Gestaffelter Start: Pro-Modelle haben Vorrang
Der vertraute Rhythmus, bei dem jedes Jahr im September die komplette neue iPhone-Generation vorgestellt wird, gehört der Vergangenheit an. Apples neue Zwei-Phasen-Strategie priorisiert die Geräte mit der höchsten Gewinnmarge. Im Herbst 2026 werden daher zunächst das iPhone 18 Pro, das iPhone 18 Pro Max und das erste faltbare iPhone von Apple auf den Markt kommen.
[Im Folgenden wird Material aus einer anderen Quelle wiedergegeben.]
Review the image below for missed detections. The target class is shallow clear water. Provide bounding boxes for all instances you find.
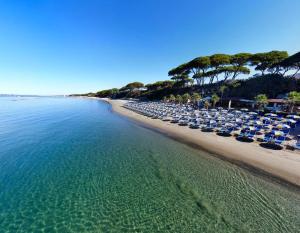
[0,98,300,232]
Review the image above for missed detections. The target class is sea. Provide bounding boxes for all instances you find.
[0,96,300,233]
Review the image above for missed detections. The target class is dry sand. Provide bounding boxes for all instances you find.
[102,99,300,187]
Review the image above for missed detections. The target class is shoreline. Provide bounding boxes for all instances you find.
[100,98,300,189]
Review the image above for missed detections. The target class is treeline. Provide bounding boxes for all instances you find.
[168,51,300,86]
[73,51,300,100]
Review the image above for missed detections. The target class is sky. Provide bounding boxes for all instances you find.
[0,0,300,95]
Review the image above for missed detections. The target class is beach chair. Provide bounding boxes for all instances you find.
[263,133,274,143]
[274,136,285,145]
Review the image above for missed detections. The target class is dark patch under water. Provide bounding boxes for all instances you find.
[0,98,300,232]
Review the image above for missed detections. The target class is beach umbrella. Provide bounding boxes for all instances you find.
[276,124,291,129]
[265,113,277,117]
[248,112,257,115]
[271,130,284,136]
[287,115,300,120]
[283,119,297,124]
[243,125,255,131]
[225,123,233,127]
[233,110,242,114]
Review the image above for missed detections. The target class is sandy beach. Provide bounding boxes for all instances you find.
[102,99,300,187]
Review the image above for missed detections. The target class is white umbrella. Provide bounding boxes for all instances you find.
[287,115,300,120]
[271,130,284,136]
[276,124,291,129]
[265,113,277,117]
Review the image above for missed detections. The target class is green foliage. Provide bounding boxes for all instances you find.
[254,94,268,105]
[95,88,119,98]
[182,93,191,103]
[211,93,220,107]
[210,54,230,68]
[175,95,183,104]
[124,82,144,90]
[204,100,211,109]
[251,51,288,75]
[254,94,268,110]
[288,91,300,112]
[169,94,176,102]
[191,92,201,103]
[278,52,300,77]
[145,80,174,91]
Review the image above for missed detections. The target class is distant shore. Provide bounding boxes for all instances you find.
[95,98,300,187]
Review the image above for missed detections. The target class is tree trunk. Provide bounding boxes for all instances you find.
[292,67,300,78]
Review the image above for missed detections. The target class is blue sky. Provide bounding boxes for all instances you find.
[0,0,300,94]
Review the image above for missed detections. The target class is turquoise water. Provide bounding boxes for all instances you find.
[0,97,300,233]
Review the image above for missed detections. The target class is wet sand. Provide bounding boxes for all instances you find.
[102,99,300,187]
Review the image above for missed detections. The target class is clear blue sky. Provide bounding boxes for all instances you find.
[0,0,300,94]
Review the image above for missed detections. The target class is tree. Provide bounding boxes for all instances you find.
[278,52,300,77]
[191,92,201,104]
[124,82,144,90]
[288,91,300,112]
[219,85,228,105]
[204,100,210,109]
[209,54,230,83]
[145,80,174,91]
[250,51,288,75]
[176,95,183,104]
[211,93,220,107]
[254,94,268,110]
[182,93,191,104]
[169,94,176,102]
[230,53,252,80]
[171,73,191,87]
[186,56,210,85]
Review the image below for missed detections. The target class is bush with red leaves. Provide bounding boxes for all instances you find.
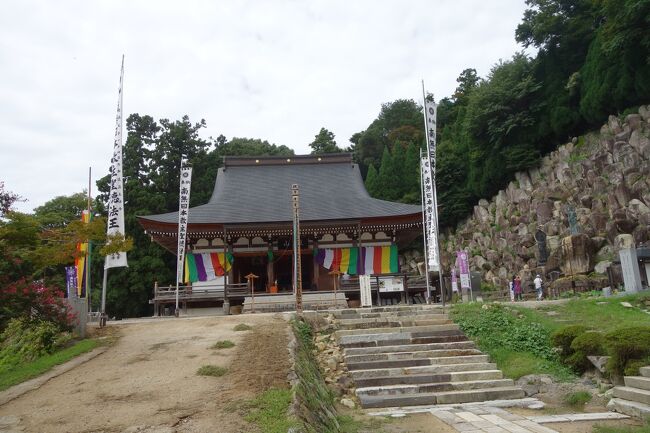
[0,279,76,331]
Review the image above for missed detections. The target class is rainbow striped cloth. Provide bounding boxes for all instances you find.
[183,253,235,284]
[314,245,399,275]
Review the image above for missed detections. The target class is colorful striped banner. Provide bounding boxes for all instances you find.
[348,248,359,275]
[74,210,90,298]
[314,245,399,275]
[338,248,351,274]
[183,253,234,284]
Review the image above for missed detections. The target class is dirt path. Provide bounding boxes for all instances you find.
[0,314,288,433]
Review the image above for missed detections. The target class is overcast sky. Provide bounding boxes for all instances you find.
[0,0,525,211]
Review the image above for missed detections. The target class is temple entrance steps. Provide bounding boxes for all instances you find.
[607,366,650,418]
[328,305,524,408]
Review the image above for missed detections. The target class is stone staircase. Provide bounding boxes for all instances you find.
[607,366,650,418]
[332,305,524,408]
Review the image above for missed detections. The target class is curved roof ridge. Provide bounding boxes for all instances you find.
[137,154,421,224]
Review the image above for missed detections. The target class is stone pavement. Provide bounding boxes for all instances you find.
[431,406,629,433]
[431,406,555,433]
[370,399,629,433]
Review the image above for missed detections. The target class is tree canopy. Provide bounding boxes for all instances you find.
[350,0,650,227]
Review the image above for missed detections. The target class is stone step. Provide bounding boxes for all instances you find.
[355,370,503,388]
[624,376,650,391]
[335,323,460,337]
[334,310,447,320]
[345,346,483,363]
[344,340,476,356]
[607,398,650,419]
[350,362,497,380]
[359,387,524,408]
[338,329,467,348]
[614,386,650,404]
[338,315,453,329]
[326,304,444,318]
[355,379,515,396]
[346,355,490,371]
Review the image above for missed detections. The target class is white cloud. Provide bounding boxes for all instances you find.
[0,0,525,210]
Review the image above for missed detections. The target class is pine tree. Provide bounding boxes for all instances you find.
[366,164,379,197]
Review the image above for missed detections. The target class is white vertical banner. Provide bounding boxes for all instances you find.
[104,56,128,269]
[420,157,440,271]
[424,98,438,183]
[359,275,372,307]
[176,167,192,283]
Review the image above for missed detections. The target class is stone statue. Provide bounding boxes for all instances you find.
[535,228,548,266]
[566,205,580,235]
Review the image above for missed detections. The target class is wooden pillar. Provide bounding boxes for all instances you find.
[224,242,233,283]
[266,237,275,292]
[153,281,160,317]
[311,236,320,290]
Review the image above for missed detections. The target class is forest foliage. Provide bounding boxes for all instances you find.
[350,0,650,227]
[0,0,650,317]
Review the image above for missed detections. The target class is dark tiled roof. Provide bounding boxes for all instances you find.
[142,155,421,224]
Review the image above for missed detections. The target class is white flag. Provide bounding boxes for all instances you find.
[420,156,440,271]
[104,56,128,269]
[176,167,192,283]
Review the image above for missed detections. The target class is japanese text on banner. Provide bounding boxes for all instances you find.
[176,167,192,282]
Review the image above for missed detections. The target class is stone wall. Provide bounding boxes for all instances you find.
[441,106,650,289]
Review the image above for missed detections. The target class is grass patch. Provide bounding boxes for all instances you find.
[564,391,592,409]
[594,422,650,433]
[451,295,650,381]
[196,365,228,377]
[244,388,300,433]
[0,339,101,391]
[452,303,575,381]
[488,347,575,382]
[210,340,235,349]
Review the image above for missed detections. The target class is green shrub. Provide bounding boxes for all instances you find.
[605,326,650,375]
[564,391,593,408]
[210,340,235,349]
[565,331,605,373]
[0,318,70,371]
[196,365,228,377]
[551,325,588,359]
[452,304,557,360]
[623,357,650,376]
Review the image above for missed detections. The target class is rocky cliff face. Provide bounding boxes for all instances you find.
[441,106,650,288]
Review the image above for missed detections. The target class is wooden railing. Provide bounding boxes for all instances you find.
[150,283,250,303]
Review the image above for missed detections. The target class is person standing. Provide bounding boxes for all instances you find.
[514,275,523,301]
[533,274,544,301]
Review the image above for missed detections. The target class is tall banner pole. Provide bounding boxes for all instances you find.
[291,183,302,314]
[291,183,302,314]
[86,167,93,313]
[99,55,128,326]
[422,80,445,306]
[174,165,191,317]
[420,149,431,304]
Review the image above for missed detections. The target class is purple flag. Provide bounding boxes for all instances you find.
[194,254,208,281]
[65,266,77,298]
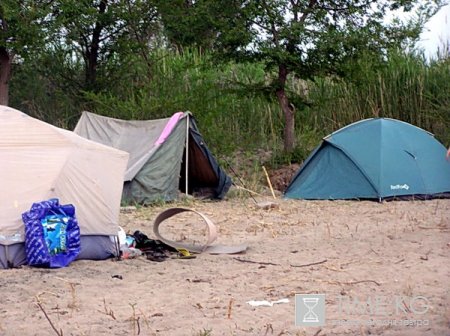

Erst in der ersten Hälfte des Jahres 2027 folgen dann das Standard-iPhone 18 und ein mögliches Budget-Modell mit der Bezeichnung „iPhone 18e“. Dieser Schritt ist laut Brancheninsidern kalkuliert. Er soll Produktionsressourcen optimieren, Lieferkettenengpässe managen und die Erlöse aus den profitabelsten Produkten maximieren. So kann sich Apple zunächst voll auf die komplexe Fertigung seines ersten faltbaren Smartphones konzentrieren.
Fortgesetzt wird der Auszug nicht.